The DualDataDistributionAnalysis repository contains a Python script designed to analyze and visualize the distributions of two distinct datasets labeled as 'Data 1' and 'Data 2'. The script employs the powerful data manipulation capabilities of pandas along with the robust plotting functionalities of Matplotlib and Seaborn to create a series of plots that provide insights into the statistical properties of the datasets.
The repository includes code to generate:
- Boxplots: These show the median, quartiles, and outliers for each dataset, providing a quick visual summary of the distributions.
- Violin Plots: These combine box plots with kernel density estimation to give a richer depiction of the data density around the values.
- Histograms: These illustrate the frequency distributions of the datasets, allowing for the observation of data groupings and patterns.
- Kernel Density Estimation (KDE) Plots: These smooth histograms to summarize the data's distribution with a continuous line.
- Cumulative Distribution Function (CDF) Plots: These indicate the probability of a data point falling below a particular value.
- Swarm Plots: These plot each individual data point and are useful for showing data clustering and spotting outliers without any data binning.

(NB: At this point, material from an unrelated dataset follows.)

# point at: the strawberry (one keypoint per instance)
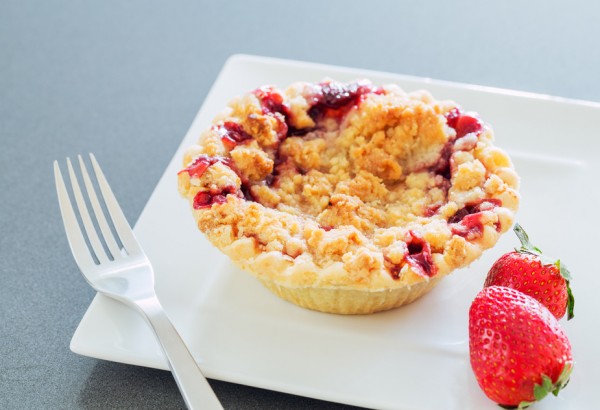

Each visualization is saved as an SVG file for high-quality representations, and all plots are displayed inline for immediate review.
This comprehensive suite of visualizations serves as a foundational tool for statistical analysis, suitable for exploratory data analysis (EDA), quality control, and comparison of data from two different conditions or sources. It's an invaluable resource for data analysts, scientists, and statisticians looking to understand and present their data distributions effectively.